TIME: Moments like the one captured above of the Cherokee Braves posing with the Battle of the Nations trophy at Ray Kinsland Stadium on Friday, Aug. 24 are treasures frozen in time. (SCOTT MCKIE B.P./One Feather)

 

By SCOTT MCKIE B.P.

ONE FEATHER STAFF 

 

This past Friday, I had the pleasure of watching the Cherokee Braves hoist the Battles of the Nations trophy – a feat they’ve accomplished three consecutive years.  As I began to think of the game and the overall atmosphere, I realized that the photo I took of them posing with the trophy was truly a moment caught in time as all photographs are.  

Famous landscape photographer, the late Ansel Adams, once said, “There are always two people in every picture: the photographer and the viewer.”  

Now, being a landscape photographer, most of the photographs he took during his career were devoid of people, but he understood the relationship a camera lens can make between the person looking through it and the people looking at the resulting photo later.  

During most football games, I’ll take several hundred, maybe more, photos, and I’ll put 40-50 on the One Feather Facebook page and use a few in the print edition.  Each photo I take is a moment of time.  It is a split-second of a person’s life that I manage to capture.  

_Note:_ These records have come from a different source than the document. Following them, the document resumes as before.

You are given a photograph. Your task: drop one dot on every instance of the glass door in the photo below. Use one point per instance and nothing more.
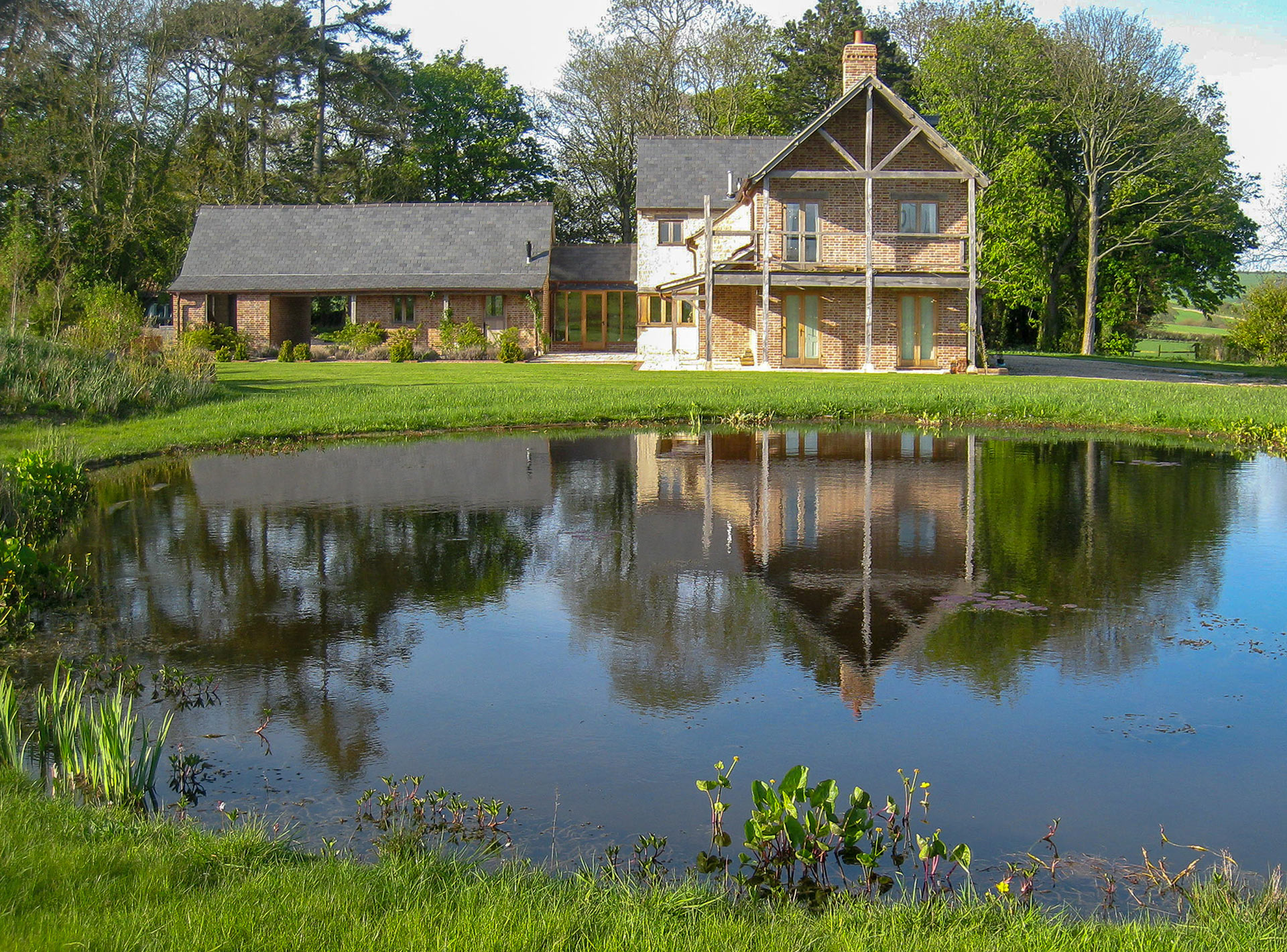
(917, 333)
(595, 327)
(802, 344)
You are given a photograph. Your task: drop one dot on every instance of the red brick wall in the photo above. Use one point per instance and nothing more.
(843, 201)
(842, 324)
(429, 313)
(190, 312)
(253, 319)
(730, 323)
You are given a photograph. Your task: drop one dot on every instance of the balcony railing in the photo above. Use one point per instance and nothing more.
(734, 250)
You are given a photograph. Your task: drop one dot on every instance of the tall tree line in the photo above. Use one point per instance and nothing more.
(1113, 187)
(119, 117)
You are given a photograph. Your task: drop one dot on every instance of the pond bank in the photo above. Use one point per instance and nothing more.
(265, 402)
(98, 879)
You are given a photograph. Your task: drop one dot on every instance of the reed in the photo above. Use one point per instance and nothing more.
(13, 746)
(97, 746)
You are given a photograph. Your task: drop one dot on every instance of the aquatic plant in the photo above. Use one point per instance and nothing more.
(13, 746)
(406, 819)
(96, 748)
(796, 831)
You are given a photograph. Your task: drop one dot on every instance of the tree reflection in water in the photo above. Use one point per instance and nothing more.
(682, 562)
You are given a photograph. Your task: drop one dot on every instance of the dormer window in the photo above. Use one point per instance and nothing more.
(918, 218)
(802, 232)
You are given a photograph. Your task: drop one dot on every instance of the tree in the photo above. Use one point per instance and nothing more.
(1273, 245)
(808, 58)
(1262, 329)
(339, 22)
(983, 71)
(471, 135)
(653, 67)
(1126, 95)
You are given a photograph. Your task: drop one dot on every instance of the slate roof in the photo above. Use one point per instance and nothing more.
(676, 173)
(454, 246)
(593, 264)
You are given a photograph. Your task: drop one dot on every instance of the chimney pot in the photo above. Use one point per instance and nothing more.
(857, 62)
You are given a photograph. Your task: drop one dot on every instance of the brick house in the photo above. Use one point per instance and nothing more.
(847, 246)
(257, 268)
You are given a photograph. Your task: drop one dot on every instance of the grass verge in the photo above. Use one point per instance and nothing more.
(88, 878)
(269, 400)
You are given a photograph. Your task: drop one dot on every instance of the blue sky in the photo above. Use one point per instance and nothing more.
(1239, 44)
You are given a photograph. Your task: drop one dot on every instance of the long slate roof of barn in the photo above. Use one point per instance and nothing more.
(367, 247)
(593, 264)
(678, 172)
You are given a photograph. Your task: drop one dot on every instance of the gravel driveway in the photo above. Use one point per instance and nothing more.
(1109, 369)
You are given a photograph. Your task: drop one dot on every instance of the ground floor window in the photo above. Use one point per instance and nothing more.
(404, 309)
(666, 310)
(595, 318)
(917, 319)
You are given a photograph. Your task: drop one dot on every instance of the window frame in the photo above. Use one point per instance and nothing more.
(675, 227)
(404, 309)
(798, 241)
(918, 215)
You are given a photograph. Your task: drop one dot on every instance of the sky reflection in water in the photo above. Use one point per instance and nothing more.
(1046, 628)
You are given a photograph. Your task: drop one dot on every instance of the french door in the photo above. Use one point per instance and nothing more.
(917, 322)
(802, 344)
(594, 319)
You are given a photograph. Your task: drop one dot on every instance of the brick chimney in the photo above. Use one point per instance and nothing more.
(857, 62)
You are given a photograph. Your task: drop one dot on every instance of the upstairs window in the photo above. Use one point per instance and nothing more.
(404, 309)
(802, 232)
(918, 218)
(670, 232)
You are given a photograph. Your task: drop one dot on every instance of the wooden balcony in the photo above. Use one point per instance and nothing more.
(828, 251)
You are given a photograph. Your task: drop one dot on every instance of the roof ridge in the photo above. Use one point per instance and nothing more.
(379, 205)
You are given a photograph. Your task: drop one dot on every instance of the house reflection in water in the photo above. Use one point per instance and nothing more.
(860, 534)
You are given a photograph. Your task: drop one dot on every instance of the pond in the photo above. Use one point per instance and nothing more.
(580, 626)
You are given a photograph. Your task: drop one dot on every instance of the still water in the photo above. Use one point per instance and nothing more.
(582, 626)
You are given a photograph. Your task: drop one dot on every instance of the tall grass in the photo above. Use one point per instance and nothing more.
(96, 746)
(13, 746)
(43, 377)
(72, 878)
(271, 400)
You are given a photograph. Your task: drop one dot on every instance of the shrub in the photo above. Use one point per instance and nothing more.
(447, 330)
(509, 350)
(42, 495)
(467, 335)
(110, 319)
(361, 337)
(219, 339)
(1262, 330)
(402, 345)
(1117, 344)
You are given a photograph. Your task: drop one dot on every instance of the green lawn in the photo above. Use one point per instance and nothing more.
(88, 879)
(271, 400)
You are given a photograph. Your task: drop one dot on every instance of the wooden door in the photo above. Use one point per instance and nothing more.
(917, 320)
(802, 343)
(595, 314)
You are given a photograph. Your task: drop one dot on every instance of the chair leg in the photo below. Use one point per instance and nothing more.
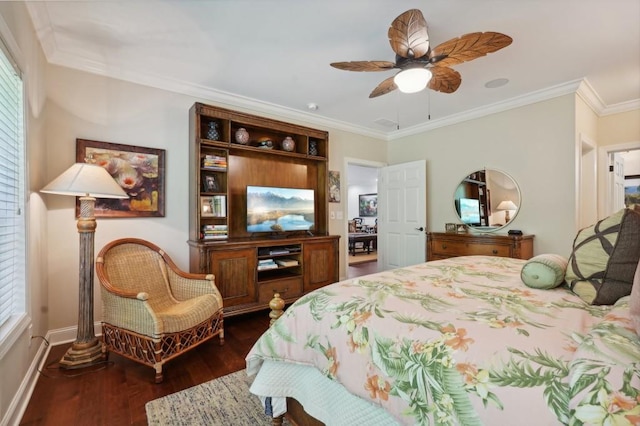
(157, 355)
(159, 374)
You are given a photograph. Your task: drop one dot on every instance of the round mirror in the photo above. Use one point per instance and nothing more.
(487, 200)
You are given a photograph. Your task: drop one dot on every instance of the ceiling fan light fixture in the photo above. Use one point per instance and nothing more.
(412, 80)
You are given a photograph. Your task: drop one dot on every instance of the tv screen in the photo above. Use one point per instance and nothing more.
(279, 209)
(470, 211)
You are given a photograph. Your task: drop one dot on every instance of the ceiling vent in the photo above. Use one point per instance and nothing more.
(386, 122)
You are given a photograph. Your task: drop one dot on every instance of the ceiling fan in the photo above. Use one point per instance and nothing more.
(420, 65)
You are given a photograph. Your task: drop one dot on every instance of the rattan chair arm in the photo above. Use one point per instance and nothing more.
(183, 288)
(132, 313)
(106, 285)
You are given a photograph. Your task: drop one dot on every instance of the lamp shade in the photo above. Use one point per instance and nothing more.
(84, 179)
(412, 80)
(507, 205)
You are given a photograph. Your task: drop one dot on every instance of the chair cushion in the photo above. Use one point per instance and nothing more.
(634, 302)
(137, 268)
(544, 271)
(604, 258)
(184, 315)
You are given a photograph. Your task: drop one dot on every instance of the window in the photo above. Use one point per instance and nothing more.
(12, 192)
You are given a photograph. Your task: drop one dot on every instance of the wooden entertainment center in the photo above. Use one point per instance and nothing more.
(250, 267)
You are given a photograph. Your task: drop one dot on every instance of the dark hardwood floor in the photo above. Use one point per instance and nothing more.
(116, 392)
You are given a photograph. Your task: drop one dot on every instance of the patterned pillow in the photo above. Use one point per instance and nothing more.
(604, 258)
(544, 271)
(634, 303)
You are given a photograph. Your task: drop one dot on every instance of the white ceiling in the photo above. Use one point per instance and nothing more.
(275, 54)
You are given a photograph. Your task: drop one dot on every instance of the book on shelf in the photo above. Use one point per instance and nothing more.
(268, 264)
(287, 262)
(214, 162)
(278, 251)
(219, 206)
(210, 232)
(214, 237)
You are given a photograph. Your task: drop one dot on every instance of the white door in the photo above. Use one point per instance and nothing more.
(402, 215)
(616, 182)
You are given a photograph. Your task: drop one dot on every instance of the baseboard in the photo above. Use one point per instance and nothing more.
(20, 401)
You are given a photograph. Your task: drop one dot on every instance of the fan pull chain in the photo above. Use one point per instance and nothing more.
(397, 111)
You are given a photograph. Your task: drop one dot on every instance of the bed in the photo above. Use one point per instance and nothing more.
(455, 341)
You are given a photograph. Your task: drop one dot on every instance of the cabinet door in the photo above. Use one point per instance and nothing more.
(320, 264)
(234, 272)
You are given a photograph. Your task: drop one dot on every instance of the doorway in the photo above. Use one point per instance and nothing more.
(361, 181)
(630, 153)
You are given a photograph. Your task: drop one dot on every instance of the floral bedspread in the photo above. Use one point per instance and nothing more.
(464, 341)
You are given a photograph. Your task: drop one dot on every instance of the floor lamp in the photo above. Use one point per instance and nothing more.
(88, 182)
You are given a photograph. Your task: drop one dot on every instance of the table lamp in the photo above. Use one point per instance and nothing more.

In the case of the team’s trophy photo from Friday, I really thought about the team as a whole.  This group of young men will never have that moment again.  Even if some of them return next season and defeat Choctaw again, that will be a different moment.  Friday’s moment was Friday’s moment.  

In that group of Braves players, there may be future Principal Chiefs, Vice Chiefs, or Council Representatives.  There may be future coaches, teachers, or tribal employees.  Some will continue their football career in college.  Some will end their football days this season.  Some will become husbands, fathers, grandfathers, uncles, and may take their children to future Battle of the Nations games.  

Rachel Morrison, a cinematographer who most recently worked on the Marvel film “Black Panther”, once noted, “Photography was a way for me to freeze time and to capture the moments that were happy and healthy.  I saw a photo as a way to go back to a memory if I ever needed to.”  

In this fast-paced world dominated by social media, we are inundated daily with memes and videos, but some have lost the subtle art of a good, solid photograph.  Videos capture an event, but a photograph captures a moment – a second in time.  

I hope that the players in Friday’s game can look back at the photograph of them holding the trophy in 10 or 20 years and feel the same pride they did that night.  Good game boys, you should be proud, and thanks for letting me be a very small part of that moment.